While Mora was surprised to win the award, Brittany Marinelli, director for international education, and Jeff Vahlbusch, Ph.D., dean of the Fritz Honors College – both of whom supported Mora through the application process –  were not surprised at all.

“Melanie Mora is an extraordinary campus leader at LR – a major in international business, president of the First-Generation Student Association and president of the Latin Hispanic Student Alliance,” said Vahlbusch. “As Melanie wrote in a draft essay for the Gilman application, she is ‘committed to representing the diversity of [her] Mexican American background while actively engaging with the culture and people of South Korea. [She aims] to bridge cultural divides, promote mutual understanding and contribute to a more interconnected and compassionate global community.’ In short, Melanie embodies the purpose of the Gilman program.”

Melanie Mora participates in a game night with five international students

In addition to opening up more opportunities to experience South Korea by defraying the cost of essentials such as airfare and tuition, the Gilman Scholarship offers Mora several long-term benefits. Like many federal scholarship programs, Gilman recipients have access to unique networking, training and mentorship opportunities. In addition, Gilman scholars qualify for 12 months of noncompetitive eligibility hiring status in the federal government, which streamlines the application process and provides a significant advantage.

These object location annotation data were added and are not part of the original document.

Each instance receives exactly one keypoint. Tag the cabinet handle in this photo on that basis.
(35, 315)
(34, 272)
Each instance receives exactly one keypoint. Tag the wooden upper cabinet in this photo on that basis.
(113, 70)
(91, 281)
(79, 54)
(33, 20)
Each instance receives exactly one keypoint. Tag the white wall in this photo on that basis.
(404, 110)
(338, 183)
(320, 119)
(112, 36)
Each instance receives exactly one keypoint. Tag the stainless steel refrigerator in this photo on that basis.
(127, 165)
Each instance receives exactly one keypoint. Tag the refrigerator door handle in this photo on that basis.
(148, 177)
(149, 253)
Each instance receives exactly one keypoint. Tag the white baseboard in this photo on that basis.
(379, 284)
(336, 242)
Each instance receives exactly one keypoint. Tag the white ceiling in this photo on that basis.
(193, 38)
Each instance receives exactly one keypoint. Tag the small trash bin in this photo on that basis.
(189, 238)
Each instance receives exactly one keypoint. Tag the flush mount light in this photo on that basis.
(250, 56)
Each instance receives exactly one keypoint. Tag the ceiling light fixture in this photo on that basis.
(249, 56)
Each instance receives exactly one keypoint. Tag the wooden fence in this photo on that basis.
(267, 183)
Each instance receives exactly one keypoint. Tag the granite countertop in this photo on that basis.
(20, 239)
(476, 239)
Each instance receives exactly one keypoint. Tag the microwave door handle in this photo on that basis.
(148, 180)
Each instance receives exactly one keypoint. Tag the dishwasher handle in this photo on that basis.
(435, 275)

For now, however, Mora is just looking forward to reuniting with friends she met when they studied at LR and experiencing South Korean cuisine firsthand. She hopes her example will inspire future students to take a chance on bigger scholarship opportunities and study abroad.

“I think it can be very scary to put your hopes out there on these big-name scholarships and awards,” she shared. “We see winners coming from the bigger universities and think we can’t compete, but we absolutely can! It’s about the students, not the school size.”